Home prices likely continued to increase in February because of low interest rates and tight housing inventory. Some economists estimate that tomorrow’s release of the S&P CoreLogic Case-Shiller U.S. National Home Price Index will likely show that home prices rose 11.8% in February from a year earlier, an estimated increase from January’s 11.2% annual gain.

Here are five things to watch for the report:

  1. Expect home prices to continue to increase

Home prices are not expected to moderate until interest rates rise and housing inventory increases. Some economists believe price increases may moderate at the end of July, but others believe it is more likely to happen at the end of the year. They suspect that later in the year interest rates will rise high enough to dampen demand.

  1. Mortgage rates are still low enough to entice homebuyers  

In February, interest rates remained low with the 10-year treasury bond rising slightly, but the 30-year fixed mortgage rate did not surpass 3%. Homebuyers were still enticed to purchase a home in such a competitive market because they want to take advantage of the low rates. Stan Shipley, an economist at Evercore, said that mortgage rates will need to rise significantly in order to impact demand in the housing market. “You need to get mortgage rates up into the fours approaching the fives to really start to begin dampening demand,” said Shipley.

  1. Winter storms could have an impact

The inclement weather in February could have impacted home prices in certain cities affected by winter storms. In Texas, February storms led to more than 4.5 million households and businesses to lose power for days.

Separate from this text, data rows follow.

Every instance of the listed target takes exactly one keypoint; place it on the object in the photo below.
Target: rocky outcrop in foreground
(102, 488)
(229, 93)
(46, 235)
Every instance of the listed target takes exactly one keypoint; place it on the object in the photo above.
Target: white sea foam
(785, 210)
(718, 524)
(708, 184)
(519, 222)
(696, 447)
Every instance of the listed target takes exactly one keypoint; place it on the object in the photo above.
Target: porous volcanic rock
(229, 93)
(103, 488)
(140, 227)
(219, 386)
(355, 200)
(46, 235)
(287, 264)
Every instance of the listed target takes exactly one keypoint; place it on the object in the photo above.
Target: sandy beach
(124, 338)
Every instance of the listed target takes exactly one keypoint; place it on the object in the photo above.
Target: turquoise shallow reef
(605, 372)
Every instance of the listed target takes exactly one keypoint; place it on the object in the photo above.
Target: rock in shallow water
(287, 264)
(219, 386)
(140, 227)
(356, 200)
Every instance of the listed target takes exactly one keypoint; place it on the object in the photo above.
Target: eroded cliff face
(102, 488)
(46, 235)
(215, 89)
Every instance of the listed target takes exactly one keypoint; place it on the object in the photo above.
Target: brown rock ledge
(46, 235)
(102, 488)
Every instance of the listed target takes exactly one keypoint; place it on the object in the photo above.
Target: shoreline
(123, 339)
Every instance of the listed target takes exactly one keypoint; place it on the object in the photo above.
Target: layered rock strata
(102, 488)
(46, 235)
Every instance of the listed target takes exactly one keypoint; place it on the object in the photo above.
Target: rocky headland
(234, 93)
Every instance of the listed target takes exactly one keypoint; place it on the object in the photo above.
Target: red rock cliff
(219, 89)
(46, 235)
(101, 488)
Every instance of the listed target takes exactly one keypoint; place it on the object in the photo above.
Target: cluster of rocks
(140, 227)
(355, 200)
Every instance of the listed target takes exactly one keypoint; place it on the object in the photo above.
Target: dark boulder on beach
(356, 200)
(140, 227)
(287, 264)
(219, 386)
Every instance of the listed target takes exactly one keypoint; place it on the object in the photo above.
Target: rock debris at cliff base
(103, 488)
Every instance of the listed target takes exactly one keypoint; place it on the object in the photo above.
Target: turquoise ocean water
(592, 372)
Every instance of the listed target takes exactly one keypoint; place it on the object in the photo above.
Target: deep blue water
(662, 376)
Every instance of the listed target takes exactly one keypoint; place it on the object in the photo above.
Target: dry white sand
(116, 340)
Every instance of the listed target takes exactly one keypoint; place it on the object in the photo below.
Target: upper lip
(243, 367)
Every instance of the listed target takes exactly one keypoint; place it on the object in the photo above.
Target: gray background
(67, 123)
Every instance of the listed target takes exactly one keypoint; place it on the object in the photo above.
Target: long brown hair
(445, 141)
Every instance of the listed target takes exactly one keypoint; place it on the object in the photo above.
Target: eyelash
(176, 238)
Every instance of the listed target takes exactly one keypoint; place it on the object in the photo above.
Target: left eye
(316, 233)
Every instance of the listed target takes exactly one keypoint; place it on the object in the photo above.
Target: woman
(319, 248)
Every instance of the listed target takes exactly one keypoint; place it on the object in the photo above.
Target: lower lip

Shipley said that this hazardous storm could have stalled some real estate transactions, “people couldn’t go out and buy homes. They couldn’t write contracts,” said Shipley. In fact, the National Association of Realtors reported that monthly home sales declined 6.6% in February following two months of gains, but annually home sales were still higher than the previous year.

  1. Phoenix, Seattle and San Diego will continue to lead

Phoenix, Seattle and San Diego are expected to continue to lead all cities in annual gains, as remote-work has spurred people to purchase spacious homes in mid-size cities and suburbs. All three cities were not affected by the winter storms and the National Association of Realtors reported that monthly home sales in the west, which encompasses Phoenix, Seattle and San Diego, rose in February in comparison to the midwest, northeast and the south.

  1. New homes are not being built fast enough

Housing inventory is still tight because there is a dire need for homebuilders to build more homes. In February, housing starts dropped because of winter weather, but picked up again in March. Still, there aren’t enough new homes being built to substantially increase inventory this year. The price of lumber is extremely high, causing cost challenges for homebuyers and homebuilders. To make matters worse, supply chain issues have led to lumber and other materials to take much longer to be delivered. As a result, homes are being built at a much slower rate than usual.

“There is a certain amount of lack of inventory and that’s helped drive the prices up where they are. I don’t think you’re gonna have anything that holds the price equations down,” said Ricchiuto.